The most important limitation is ecological validity. In this experiment, participants were evaluating AI responses to questions they didn't personally ask. They were reading about vitamin D or earthquake prediction because I assigned them to, not because they woke up wondering about it. In a real-world interaction, a user's intrinsic motivation to get the right answer would be much stronger. Someone planning their actual vitamin D regimen cares a lot more about accuracy than someone answering quiz questions for a $0.50 bonus.

That difference in motivation could plausibly amplify the indicator's behavioral effect. If you genuinely need the answer to be right, a low-confidence flag might tip you over the edge into verification in a way it didn't in this experiment. Or it might not, and the inertia of accepting AI output might be even stronger when users are in a flow state and trying to get things done quickly. The honest answer is that this study can't distinguish between those possibilities.

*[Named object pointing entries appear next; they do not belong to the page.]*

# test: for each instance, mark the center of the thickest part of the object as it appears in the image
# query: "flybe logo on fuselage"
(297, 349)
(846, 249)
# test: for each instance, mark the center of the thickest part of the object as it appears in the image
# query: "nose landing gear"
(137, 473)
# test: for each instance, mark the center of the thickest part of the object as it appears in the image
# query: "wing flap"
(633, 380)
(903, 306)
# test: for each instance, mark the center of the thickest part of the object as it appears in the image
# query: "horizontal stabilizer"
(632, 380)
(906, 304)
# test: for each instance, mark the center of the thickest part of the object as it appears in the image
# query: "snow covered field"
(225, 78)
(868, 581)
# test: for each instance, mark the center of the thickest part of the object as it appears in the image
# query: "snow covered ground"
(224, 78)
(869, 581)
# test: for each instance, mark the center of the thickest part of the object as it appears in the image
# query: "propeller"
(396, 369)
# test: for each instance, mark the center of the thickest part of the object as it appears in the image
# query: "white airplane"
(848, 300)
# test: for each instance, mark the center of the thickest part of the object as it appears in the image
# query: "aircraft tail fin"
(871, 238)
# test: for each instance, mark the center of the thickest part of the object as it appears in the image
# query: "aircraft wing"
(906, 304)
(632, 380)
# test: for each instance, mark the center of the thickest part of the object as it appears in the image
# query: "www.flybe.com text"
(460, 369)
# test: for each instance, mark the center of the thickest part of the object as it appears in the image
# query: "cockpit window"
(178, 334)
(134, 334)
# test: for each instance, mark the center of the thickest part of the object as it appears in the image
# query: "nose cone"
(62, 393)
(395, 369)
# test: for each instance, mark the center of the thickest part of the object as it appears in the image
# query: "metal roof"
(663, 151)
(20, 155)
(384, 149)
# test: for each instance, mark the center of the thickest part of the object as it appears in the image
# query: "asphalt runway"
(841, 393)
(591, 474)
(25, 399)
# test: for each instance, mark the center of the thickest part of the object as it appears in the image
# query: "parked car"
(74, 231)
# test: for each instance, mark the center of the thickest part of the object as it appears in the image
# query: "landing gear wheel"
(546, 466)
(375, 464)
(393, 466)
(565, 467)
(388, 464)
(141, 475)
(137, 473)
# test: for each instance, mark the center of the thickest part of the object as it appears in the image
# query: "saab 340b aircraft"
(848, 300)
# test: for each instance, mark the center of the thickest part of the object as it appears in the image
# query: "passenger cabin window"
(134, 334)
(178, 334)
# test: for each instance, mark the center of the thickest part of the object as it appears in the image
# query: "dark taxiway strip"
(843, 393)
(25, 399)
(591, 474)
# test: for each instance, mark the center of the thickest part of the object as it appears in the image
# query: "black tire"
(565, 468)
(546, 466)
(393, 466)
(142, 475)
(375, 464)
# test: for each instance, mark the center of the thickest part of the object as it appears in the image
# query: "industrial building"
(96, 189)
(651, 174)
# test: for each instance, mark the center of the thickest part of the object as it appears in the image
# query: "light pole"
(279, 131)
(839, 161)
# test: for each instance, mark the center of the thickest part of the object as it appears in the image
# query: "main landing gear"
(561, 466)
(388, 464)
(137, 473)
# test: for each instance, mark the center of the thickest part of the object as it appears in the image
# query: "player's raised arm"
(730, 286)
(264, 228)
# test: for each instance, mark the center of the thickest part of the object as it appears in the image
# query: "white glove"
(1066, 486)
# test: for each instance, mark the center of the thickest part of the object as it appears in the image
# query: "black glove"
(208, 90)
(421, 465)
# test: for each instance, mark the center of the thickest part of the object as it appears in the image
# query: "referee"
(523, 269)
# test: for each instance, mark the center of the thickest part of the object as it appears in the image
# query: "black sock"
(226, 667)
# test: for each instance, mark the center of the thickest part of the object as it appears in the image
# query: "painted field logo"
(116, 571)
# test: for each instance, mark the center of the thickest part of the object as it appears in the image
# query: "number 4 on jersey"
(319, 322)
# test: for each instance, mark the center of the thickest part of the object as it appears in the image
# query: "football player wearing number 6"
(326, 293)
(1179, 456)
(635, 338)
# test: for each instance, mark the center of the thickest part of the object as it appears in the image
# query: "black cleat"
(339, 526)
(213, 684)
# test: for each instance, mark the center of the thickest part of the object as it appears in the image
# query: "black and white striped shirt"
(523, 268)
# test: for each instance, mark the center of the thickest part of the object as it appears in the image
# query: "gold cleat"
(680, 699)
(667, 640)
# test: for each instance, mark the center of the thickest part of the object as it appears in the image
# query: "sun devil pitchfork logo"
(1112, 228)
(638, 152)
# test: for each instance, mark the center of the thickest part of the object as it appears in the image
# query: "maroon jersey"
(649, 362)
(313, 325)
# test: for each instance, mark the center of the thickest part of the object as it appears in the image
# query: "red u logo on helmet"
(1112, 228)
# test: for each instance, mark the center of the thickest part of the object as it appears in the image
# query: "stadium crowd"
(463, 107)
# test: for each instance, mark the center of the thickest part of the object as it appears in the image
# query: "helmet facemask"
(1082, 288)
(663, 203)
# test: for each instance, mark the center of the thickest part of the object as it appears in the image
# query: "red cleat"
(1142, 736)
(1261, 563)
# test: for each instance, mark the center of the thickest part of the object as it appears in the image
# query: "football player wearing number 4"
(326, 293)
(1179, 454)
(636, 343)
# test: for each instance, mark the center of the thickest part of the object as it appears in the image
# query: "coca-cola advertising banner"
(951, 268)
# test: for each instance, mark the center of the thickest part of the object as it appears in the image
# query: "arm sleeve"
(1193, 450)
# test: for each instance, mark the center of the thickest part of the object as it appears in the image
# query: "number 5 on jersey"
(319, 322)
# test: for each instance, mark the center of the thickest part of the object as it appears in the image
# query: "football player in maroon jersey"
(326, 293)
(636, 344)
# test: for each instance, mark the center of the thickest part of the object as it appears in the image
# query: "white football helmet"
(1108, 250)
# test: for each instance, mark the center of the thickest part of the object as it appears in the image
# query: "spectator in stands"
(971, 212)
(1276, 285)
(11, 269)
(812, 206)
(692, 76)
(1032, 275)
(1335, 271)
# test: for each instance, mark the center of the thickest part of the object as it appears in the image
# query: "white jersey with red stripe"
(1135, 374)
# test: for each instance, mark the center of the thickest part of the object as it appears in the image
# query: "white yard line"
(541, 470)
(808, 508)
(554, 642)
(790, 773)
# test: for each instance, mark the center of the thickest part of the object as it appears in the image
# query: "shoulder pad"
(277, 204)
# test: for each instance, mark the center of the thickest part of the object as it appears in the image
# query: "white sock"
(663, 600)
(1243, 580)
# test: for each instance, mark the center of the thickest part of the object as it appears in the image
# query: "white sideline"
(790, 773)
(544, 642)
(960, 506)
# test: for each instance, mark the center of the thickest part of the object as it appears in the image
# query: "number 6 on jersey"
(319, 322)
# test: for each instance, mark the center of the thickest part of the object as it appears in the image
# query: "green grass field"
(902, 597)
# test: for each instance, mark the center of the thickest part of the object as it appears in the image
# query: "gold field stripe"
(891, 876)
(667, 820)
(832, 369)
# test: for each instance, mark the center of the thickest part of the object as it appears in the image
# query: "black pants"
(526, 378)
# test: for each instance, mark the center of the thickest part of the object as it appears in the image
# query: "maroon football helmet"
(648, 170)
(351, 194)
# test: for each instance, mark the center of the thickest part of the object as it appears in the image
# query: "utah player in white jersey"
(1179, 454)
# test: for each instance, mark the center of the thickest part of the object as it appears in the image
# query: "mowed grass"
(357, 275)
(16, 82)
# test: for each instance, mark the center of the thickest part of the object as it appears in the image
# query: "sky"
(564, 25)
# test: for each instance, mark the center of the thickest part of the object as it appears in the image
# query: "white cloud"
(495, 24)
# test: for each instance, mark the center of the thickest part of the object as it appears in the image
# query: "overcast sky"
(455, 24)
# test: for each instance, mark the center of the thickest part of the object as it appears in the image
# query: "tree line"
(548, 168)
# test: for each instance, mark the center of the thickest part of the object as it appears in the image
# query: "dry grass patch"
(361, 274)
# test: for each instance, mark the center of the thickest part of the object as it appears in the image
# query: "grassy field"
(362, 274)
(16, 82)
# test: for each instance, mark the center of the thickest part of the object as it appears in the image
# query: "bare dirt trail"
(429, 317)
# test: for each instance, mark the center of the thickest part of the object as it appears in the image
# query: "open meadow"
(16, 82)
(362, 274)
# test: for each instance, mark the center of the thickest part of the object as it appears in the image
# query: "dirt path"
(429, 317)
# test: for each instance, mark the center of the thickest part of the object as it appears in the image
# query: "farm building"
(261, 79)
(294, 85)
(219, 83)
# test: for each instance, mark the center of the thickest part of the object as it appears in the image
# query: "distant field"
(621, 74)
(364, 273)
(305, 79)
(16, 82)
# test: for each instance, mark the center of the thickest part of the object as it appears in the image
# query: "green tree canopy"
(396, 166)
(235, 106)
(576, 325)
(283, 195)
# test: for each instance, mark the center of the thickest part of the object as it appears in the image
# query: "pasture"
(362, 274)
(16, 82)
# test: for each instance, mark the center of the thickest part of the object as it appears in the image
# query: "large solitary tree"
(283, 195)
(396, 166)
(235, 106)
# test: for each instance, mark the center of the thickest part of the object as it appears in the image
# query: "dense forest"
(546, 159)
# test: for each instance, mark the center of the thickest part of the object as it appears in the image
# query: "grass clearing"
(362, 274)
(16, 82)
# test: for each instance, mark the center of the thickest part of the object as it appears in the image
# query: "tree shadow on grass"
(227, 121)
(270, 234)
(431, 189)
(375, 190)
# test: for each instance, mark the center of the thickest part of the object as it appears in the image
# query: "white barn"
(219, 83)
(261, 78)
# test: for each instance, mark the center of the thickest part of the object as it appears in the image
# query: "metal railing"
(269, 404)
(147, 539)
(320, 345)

The next step is testing in a more realistic environment. That means building a functional AI interface with a confidence disclosure feature and observing how people interact with it on questions they actually care about. Think-aloud usability testing with 8 to 12 participants using a high-fidelity prototype would capture the qualitative texture that this quantitative study can't: what do people actually look at, what do they ignore, what would make them click through to verify? The quantitative study tells us that disclosure alone is insufficient. The qualitative follow-up would tell us what "sufficient" looks like.

Research Materials

This study was designed and executed independently using Qualtrics for survey programming and Prolific for participant recruitment. The analysis pipeline was built in R (tidyverse, car, emmeans) with a reproducible script that regenerates all results and an HTML summary when new data is added. The confidence indicator stimuli, secondary source materials, and comprehension assessments were all developed specifically for this study.